The scriptures have also proven to be a great ally in decreasing negative Guiding Life Principles and creating positive ones. They are a potent antidote and corrective.

I regularly rehearse Bible verses that assure me that I am God’s adopted son and that He loves me unconditionally. I have to constantly remember that my worth comes from Christ and not from other people. As one book title puts it, “What You Think of Me is None of My Business.”[2] I often remind myself that to be human is to make mistakes. I take time to meditate on the fact that the Man with the most urgent, time-sensitive task ever, took time out to rest and renew.

There are many types of Guiding Life Principles. So, let me ask, “What drives you? Have you taken time to inquire why you think, act, and react the way you do?

Here is a short list of possibilities. Which ones do you identify with the most and why? How have they affected your life?

Negative Guiding Life Principles:  

Change is bad.

You are not enough.

2nd place is 1st among losers.  

Security and peace of mind come from control.

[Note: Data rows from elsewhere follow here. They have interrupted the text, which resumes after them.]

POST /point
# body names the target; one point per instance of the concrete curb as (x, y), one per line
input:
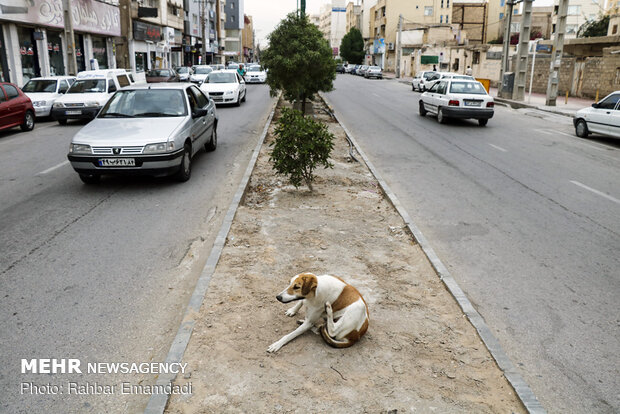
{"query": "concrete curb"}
(522, 389)
(157, 402)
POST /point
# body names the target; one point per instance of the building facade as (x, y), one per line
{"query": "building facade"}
(234, 26)
(33, 43)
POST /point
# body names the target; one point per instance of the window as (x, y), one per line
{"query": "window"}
(11, 92)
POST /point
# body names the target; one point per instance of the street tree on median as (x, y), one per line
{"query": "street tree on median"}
(299, 60)
(352, 47)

Ambiguity is unacceptable.

Don’t try because you’ll mess up.

Compromise is for weaklings.

Don’t risk sharing your feelings.

People will always let you down.

My way is usually the best way.

Positive Guiding Life Principles:  

Life is abundant.

Life is not elsewhere.

Sometimes there’s more than one right answer.

Messed up plans become adventures.

Learn something from everyone you meet.

Compassion begins with yourself.

Less is better.

Be fully present.

Give more than you take.

In order to grow as individuals, our most fundamental task is to expand our self-awareness and self-understanding. “It is always our own self that we find at the end of the journey. The sooner we face that self, the better.”[3]

 

Notes & References:

[1] “13 Characteristics of Adult Children of Alcoholics,” Buddy T., June 01, 2020, https://www.verywellmind.com/common-traits-of-adult-children-of-alcoholics-66557

[2] Terry Col-Whittaker, What You Think of Me Is None of My Business (Mass Market Paperback, April 1, 1988).

[3] Ella Maillart as quoted by Isabella Ong, “50 Quotes About Self-Reflection To Inspire You To Take Better Care Of Yourself,” March 18, 2019, https://www.yourtango.com/2019322251/self-love-quotes-about-self-reflection-take-care-of-yourself

 

Kim Allan Johnson retired in 2014 as the Undertreasurer of the Florida Conference. He and his wife Ann live in Maitland, Florida. Kim has written a number of articles for SDA journals plus three books published by Pacific Press: The GiftThe Morning, and The Team. He has also written three sets of small group lessons for churches that can be viewed at www.transformyourchurch.com (this website is run by the Florida Conference of Seventh-day Adventists). He is also the author of eight "Life Guides" on CREATION Health.